This problem is a one-dimensional instance of the k-medians problem, which can be stated as follows. Given a set of points x_1...x_n, partition these points into k sets S_1...S_k and choose k locations y_1...y_k in a way that minimizes the sum over all x_i of |x_i - y_f(i)|, where y_f(i) is the location corresponding of the set to which x_i is assigned.

Due to the fact that the median is the population minimizer for absolute distance (i.e. L_1 norm), it follows that each location y_j will be the median of the elements x in the corresponding set S_j (hence the name k-medians).
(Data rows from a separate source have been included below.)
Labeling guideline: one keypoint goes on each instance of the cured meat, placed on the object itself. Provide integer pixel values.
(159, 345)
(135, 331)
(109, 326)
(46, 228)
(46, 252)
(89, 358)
Since you are looking at integer values, there is the technicality that if S_j contains an even number of elements, the median might not be an integer, but in such cases choosing either the next integer above or below the median will give the same sum of absolute distances.
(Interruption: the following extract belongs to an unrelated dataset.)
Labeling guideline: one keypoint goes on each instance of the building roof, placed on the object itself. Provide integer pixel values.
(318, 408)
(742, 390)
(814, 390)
The standard heuristic for solving k-medians (and the related and more common k-means problem) is iterative, but this is not guaranteed to produce an optimal or even good solution. Solving the k-medians problem for general metric spaces is NP-hard, and finding efficient approximations for k-medians is an open research problem. Googling "k-medians approximation", for example, will lead to a bunch of papers giving approximation schemes. http://www.cis.upenn.edu/~sudipto/mypapers/kmedian_jcss.pdf http://graphics.stanford.edu/courses/cs468-06-winter/Papers/arr-clustering.pdf

In one dimension things become easier, and you can use a dynamic programming approach. A DP solution to the related one-dimensional k-means problem is described in this paper, and the source code in R is available here. See the paper for details, but the idea is essentially the same as what @SajalJain proposed, and can easily be adapted to solve the k-medians problem rather than k-means. For j<=k and m<=n let D(j,m) denote the cost of an optimal j-medians solution to x_1...x_m, where the x_i are assumed to be in sorted order. We have the recurrence

D(j,m) = min (D(j-1,q) + Cost(x_{q+1},...,x_m)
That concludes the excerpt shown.